Key Experimental Results¶
Main Results — Referring Video Object Segmentation (ReVOS)¶
| Method | Model Size | Overall \(\mathcal{J}\&\mathcal{F}\) | Prev. SOTA | Gain |
|---|---|---|---|---|
| VISA | 13B | 50.9 | — | — |
| ViLLa | 6B | 57.0 | — | — |
| UniPixel | 3B | 62.1 | 57.0 | +5.1 |
| UniPixel | 7B | 63.7 | 57.0 | +6.7 |
Ablation Study¶
| Configuration | \(\mathcal{J}\&\mathcal{F}\) | Acc | Note |
|---|---|---|---|
| Referring only | — | 64.6 | No segmentation |
| Segmentation only | 47.5 | — | No referring |
| Refer + Segment (w/o Memory) | 48.2 | 67.4 | Unified but no memory |
| Refer + Segment + Memory | 49.0 | 68.5 | Full UniPixel |
| ① Single-token referring | 46.8 | 64.5 | Minimal referring |
| ② \<REF>\<SEG> | 47.8 | 64.9 | With auxiliary segmentation |
| ③ + Pooling | 47.5 | 66.3 | With pooled features |
| ④ Object Memory Bank | 49.0 | 68.5 | Decoupled design is optimal |
Key Findings¶
- Mutual enhancement between referring and segmentation: Joint training of referring and segmentation improves both tasks (segmentation: 47.5→48.2; referring QA: 64.6→67.4).
- 3B model surpasses 7–13B counterparts: On ReVOS, UniPixel-3B outperforms all 7B–13B competitors, demonstrating that a unified design is more effective than simply scaling model size.

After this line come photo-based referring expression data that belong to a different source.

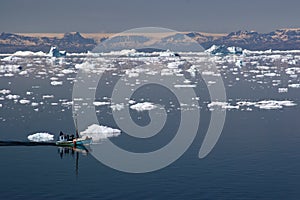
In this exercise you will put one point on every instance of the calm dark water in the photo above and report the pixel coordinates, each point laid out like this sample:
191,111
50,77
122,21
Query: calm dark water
256,157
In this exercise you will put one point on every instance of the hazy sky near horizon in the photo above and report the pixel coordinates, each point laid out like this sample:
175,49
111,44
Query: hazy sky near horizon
218,16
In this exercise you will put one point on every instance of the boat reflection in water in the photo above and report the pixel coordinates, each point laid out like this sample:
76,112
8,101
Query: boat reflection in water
73,151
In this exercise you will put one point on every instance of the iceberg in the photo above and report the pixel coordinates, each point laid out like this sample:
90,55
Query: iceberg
41,137
98,132
145,106
54,52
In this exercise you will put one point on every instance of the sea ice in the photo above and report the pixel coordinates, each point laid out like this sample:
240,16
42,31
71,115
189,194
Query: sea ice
145,106
41,137
98,132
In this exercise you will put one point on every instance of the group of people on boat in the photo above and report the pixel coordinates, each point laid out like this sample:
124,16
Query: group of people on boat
66,137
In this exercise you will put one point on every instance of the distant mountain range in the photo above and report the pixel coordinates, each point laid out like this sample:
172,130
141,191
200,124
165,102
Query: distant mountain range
282,39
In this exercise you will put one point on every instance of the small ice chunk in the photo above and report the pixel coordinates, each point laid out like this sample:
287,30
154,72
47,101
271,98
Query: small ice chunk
98,132
55,83
145,106
282,90
4,91
24,101
117,107
41,137
99,103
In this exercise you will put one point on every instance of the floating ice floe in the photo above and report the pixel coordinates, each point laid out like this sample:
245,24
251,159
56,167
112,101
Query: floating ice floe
24,101
55,83
294,85
98,132
41,137
117,107
282,90
185,86
12,96
48,96
100,103
145,106
264,104
5,91
85,66
29,53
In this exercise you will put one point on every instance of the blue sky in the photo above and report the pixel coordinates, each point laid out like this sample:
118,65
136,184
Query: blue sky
218,16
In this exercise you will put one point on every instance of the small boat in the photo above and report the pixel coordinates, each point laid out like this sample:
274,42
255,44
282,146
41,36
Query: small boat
70,141
64,141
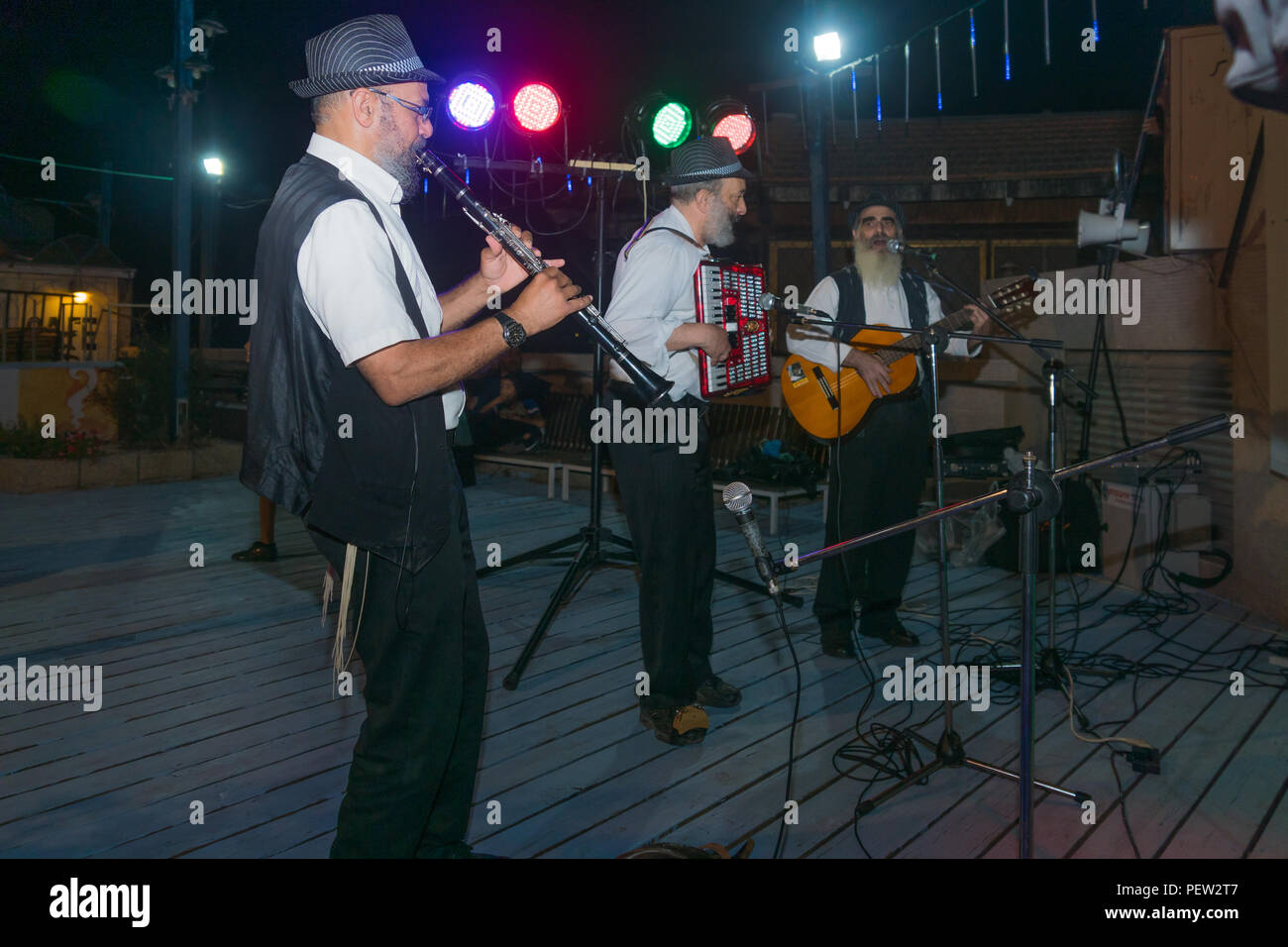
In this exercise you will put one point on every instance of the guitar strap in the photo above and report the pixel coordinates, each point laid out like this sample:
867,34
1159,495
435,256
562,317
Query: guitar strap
851,307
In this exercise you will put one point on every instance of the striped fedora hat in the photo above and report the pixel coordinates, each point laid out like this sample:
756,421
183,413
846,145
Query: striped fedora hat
706,158
368,51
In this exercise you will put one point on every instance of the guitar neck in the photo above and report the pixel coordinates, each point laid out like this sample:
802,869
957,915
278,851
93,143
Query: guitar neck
912,343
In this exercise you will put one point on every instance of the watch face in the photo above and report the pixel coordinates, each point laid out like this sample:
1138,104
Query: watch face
514,334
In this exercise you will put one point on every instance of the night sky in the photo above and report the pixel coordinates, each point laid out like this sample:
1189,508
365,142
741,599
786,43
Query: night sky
80,85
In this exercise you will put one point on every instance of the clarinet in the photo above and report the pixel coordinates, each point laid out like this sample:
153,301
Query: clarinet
651,386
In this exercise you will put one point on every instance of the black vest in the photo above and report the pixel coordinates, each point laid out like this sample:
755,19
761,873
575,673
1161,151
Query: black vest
318,438
851,308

- Temporal encoding is critical: Removing temporal encoding from the prompt encoder drops \(\mathcal{J}\&\mathcal{F}\) from 49.0 to 44.3.
- Large margin on Ref-SAV: On the challenging long-video dataset Ref-SAV, UniPixel-3B achieves 67.2 \(\mathcal{J}\&\mathcal{F}\), far exceeding Sa2VA-8B's 41.3 (without fine-tuning).
Highlights & Insights¶
- First end-to-end unified referring + segmentation framework: The elegant Object Memory Bank design eliminates the need for external frame samplers, mask generators, or object trackers.
- New PixelQA task: Introduces a new paradigm requiring simultaneous referring, segmentation, and QA, bridging the gap between pixel-level perception and language reasoning.
- Object-level test-time scaling: The approach can be interpreted as an object-centric test-time scaling strategy — segmenting key objects first, then encoding them to assist reasoning.
- Decoupled memory bank design: Fundamentally resolves the problem that
<SEG>tokens cannot access full context under causal self-attention constraints.
Limitations & Future Work¶
- The 7B version yields lower segmentation quality than the 3B on PixelQA (\(\mathcal{J}\&\mathcal{F}\): 44.6 vs. 60.9), suggesting potential degradation of segmentation capability at larger scale.
- The reasoning segmentation dataset (ReasonSeg) contains only 239 samples, making it susceptible to being dominated by large-scale data during joint training.
- Mask propagation relies on SAM 2.1, and robustness to extreme motion or occlusion is bounded by this external module.
Related Work & Insights¶
- Compared to LISA (which pioneered the LMM-driven segmentation paradigm), UniPixel unifies referring and segmentation, avoiding rigid templates.
- Compared to Sa2VA (which also uses a SAM2 decoder), UniPixel's Object Memory Bank provides stronger object-aware capabilities.
- The pre-filling–injection mechanism of the Object Memory Bank is generalizable to other multimodal tasks requiring object-level reasoning.
Rating¶
- Novelty: ⭐⭐⭐⭐⭐ The Object Memory Bank design is highly original; the PixelQA task definition is forward-looking.
- Experimental Thoroughness: ⭐⭐⭐⭐⭐ Comprehensive coverage across 10 benchmarks and 9 tasks, with detailed ablations.
- Writing Quality: ⭐⭐⭐⭐ Well-structured with a problem-driven narrative style.
- Value: ⭐⭐⭐⭐⭐ The unified framework has broad applicability; PixelQA opens a new research direction.